Find dy/dx x=a(cost +sint) , y=a(sint-cost)​

Answer 1

Answer:

$\begin{aligned} \frac{dy}{dx} &= \frac{\cos(t) + \sin(t)}{\cos(t) - \sin(t)} \end{aligned}$ given that $a \ne 0$ and that $\cos(t) - \sin(t) \ne 0$.

Step-by-step explanation:

The relation between the $y$ and the $x$ in this question is given by parametric equations (with $t$ as the parameter.)

Make use of the fact that:

$\begin{aligned} \frac{dy}{dx} = \quad \text{ \frac{dy/dt}{dx/dt} given that \frac{dx}{dt} \ne 0 } \end{aligned}$.

Find $\begin{aligned} \frac{dx}{dt} \end{aligned}$ and $\begin{aligned} \frac{dy}{dt} \end{aligned}$ as follows:

$\begin{aligned} \frac{dx}{dt} &= \frac{d}{dt} [a\, (\cos(t) + \sin(t))] \\ &= a\, (-\sin(t) + \cos(t)) \\ &= a\, (\cos(t) - \sin(t))\end{aligned}$.

$\begin{aligned} \frac{dx}{dt} \ne 0 \end{aligned}$ as long as $a \ne 0$ and $\cos(t) - \sin(t) \ne 0$.

$\begin{aligned} \frac{dy}{dt} &= \frac{d}{dt} [a\, (\sin(t) - \cos(t))] \\ &= a\, (\cos(t) - (-\sin(t))) \\ &= a\, (\cos(t) + \sin(t))\end{aligned}$.
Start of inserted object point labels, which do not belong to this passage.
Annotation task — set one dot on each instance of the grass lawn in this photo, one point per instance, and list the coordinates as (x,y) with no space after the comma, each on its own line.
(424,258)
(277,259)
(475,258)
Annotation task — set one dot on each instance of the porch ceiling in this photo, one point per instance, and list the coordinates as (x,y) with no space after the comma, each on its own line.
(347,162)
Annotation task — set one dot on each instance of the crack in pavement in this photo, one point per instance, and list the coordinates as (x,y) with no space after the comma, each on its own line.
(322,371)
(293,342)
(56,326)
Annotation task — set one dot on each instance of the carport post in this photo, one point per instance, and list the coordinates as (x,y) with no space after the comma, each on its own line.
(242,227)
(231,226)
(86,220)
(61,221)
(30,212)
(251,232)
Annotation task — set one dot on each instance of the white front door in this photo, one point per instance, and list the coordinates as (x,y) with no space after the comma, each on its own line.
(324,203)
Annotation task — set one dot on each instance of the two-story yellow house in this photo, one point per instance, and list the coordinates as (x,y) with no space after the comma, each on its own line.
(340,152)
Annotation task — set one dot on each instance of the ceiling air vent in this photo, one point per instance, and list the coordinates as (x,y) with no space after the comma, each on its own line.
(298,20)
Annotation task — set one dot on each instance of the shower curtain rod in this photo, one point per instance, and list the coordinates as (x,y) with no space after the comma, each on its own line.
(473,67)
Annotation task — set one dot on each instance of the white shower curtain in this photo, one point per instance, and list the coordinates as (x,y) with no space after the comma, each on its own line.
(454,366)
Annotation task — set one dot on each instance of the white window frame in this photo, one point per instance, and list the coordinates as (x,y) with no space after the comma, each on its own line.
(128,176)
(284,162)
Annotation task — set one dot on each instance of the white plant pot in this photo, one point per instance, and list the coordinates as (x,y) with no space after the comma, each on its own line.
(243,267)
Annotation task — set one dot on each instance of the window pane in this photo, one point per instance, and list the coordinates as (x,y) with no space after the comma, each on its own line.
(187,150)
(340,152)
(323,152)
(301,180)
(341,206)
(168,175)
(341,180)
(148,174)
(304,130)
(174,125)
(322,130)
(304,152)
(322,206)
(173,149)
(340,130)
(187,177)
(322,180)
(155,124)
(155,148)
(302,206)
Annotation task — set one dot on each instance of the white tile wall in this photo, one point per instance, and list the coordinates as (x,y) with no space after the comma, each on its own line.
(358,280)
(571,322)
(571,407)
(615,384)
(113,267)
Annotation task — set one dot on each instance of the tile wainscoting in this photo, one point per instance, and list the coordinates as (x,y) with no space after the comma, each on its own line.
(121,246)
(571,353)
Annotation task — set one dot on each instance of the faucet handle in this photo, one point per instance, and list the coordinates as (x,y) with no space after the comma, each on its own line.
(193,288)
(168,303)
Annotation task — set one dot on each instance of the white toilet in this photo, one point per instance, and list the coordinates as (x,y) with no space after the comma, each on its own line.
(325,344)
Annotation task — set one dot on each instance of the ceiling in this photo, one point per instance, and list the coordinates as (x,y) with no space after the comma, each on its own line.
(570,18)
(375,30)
Calculate $\begin{aligned} \frac{dy}{dx} \end{aligned}$ using the fact that $\begin{aligned} \frac{dy}{dx} = \text{ \frac{dy/dt}{dx/dt} given that \frac{dx}{dt} \ne 0 } \end{aligned}$. Assume that $a \ne 0$ and $\cos(t) - \sin(t) \ne 0$:

$\begin{aligned} \frac{dy}{dx} &= \frac{dy/dt}{dx/dt} \\ &= \frac{a\, (\cos(t) + \sin(t))}{a\, (\cos(t) - \sin(t))} \\ &= \frac{\cos(t) + \sin(t)}{\cos(t) - \sin(t)}\end{aligned}$.